第8話
レンはそれにほっと一息吐くと、リーマス達が帰ってくるのを待っている間、厨房の席に座りボーっとある人物を待っていた。
その人物とは…そう、スネイプだ。
スネイプが参加する日の会議にはレンは初めから参加する事が出来ない。
彼が何をしているのか知りたかったが、自分に知られては支障のある何かを彼はしているのだろうとレンは思った。
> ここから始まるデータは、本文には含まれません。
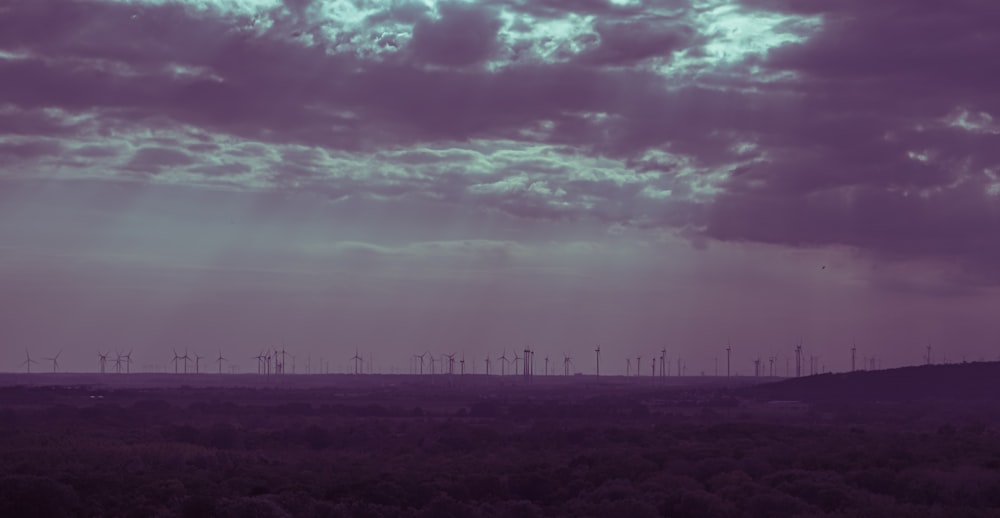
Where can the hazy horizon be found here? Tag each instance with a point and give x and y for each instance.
(465, 177)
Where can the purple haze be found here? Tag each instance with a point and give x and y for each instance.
(469, 177)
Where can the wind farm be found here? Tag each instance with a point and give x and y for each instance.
(517, 259)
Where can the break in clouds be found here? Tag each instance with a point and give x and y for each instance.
(867, 124)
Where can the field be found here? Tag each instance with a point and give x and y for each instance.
(330, 446)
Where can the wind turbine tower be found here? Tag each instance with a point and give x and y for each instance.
(28, 361)
(357, 362)
(729, 352)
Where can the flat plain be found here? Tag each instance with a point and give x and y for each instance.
(906, 442)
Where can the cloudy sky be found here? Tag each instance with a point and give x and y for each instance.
(409, 176)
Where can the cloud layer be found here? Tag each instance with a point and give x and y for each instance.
(866, 124)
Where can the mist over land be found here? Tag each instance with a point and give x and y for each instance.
(729, 191)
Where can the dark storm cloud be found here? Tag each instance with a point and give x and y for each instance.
(872, 161)
(152, 160)
(843, 138)
(624, 43)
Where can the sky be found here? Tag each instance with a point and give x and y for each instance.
(395, 177)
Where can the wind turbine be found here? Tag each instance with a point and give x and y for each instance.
(28, 361)
(421, 356)
(729, 353)
(357, 361)
(54, 360)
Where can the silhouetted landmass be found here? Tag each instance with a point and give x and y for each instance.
(960, 382)
(440, 447)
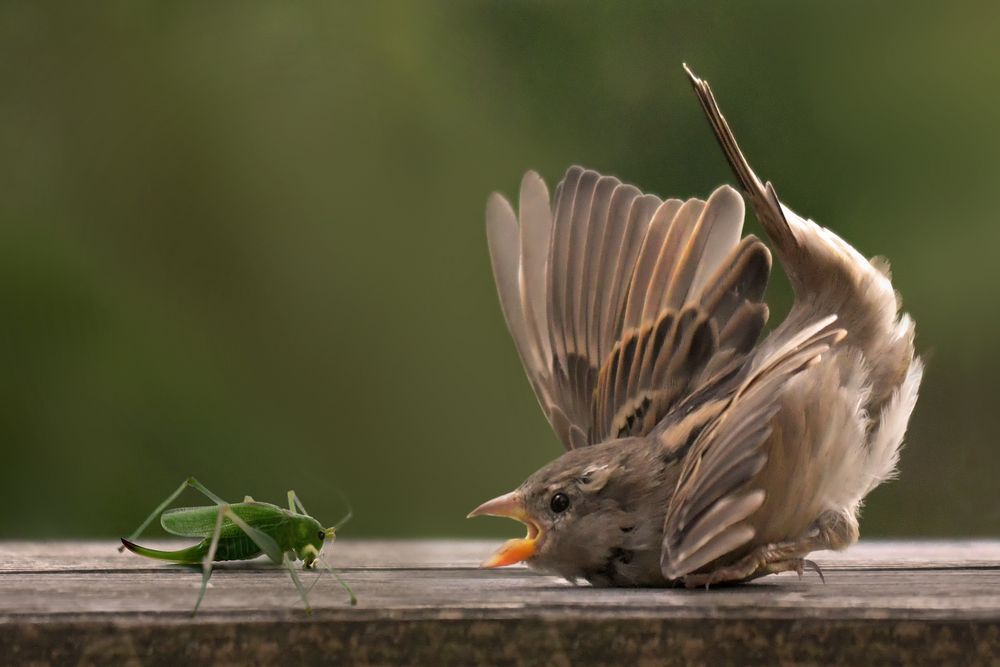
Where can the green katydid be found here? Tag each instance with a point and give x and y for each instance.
(240, 531)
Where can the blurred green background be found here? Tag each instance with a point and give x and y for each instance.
(245, 241)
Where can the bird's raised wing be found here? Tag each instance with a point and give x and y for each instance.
(716, 490)
(620, 303)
到着した彼にレンはそう挨拶すれば、スネイプはちらりと視線を向けると、レンの瞳の様子を見るべくこめかみ付近に手を当ててジッと見つめれば、直ぐに目を逸らした。
「順調の様だな。」
「勝手に包帯を取ってすみませんでした。」
「あの状況ならば仕方無かろう。」
「スネイプ先生がいったい何をなさっているか、私は知ってはいけない事なのですよね?」
「判っているのならば口にするな。」
そう一言で終わらされて、レンは小さく息を吐く。
「危ない事ですか?」
「今、平和に物事を解決出来る策は我々にはないと思うが?」
シリウスをちらりと見遣り嫌味っぽく言うスネイプに、シリウスはケッと悪態をつく。
「ただ…私は思うんです。母ならきっと、スネイプ先生も無事でいて欲しいって。どうしてだかは判らないけれど…だから、出来るだけ無茶はしないで下さいね。」
そう言うと、シリウスもスネイプもどこか驚いた表情を見せる。
「さ、レン。そろそろ会議が始まる。お前は自分の家か友の所に行きなさい。」
「判ったわ。皆に変わりはないって報告を伝えておいて。」
レンはそう言うとゆっくりと部屋を後にした。
部屋を出るとすーっと耳のような物が垂れ下がっている事に気付き首を傾げる。
どうせジョージかフレッドだろうと思い、その耳を掴むと口の前へ近付け、肖像画の祖母を起こさない程度の大きな声で、モリーの声色を真似て「お前達!いい加減にしなさい!」と言ってみれば、驚いたのだろう、上の部屋の方からガタガタッと音が聞こえ、レンはクスクスと笑った。
「驚かせないでくれ、レン。」
「あら、盗み聞きなんてお行儀の悪い事をする貴方達がいけないのじゃなくて?」
パチンという音と共に双子の姿が現れると、レンは小さく微笑む。
双子は誕生日を迎え、姿現わしのテストに優良で受かってからというものの、本部でも家でも歩いて数十秒の距離でも姿現わしで移動しているのだ。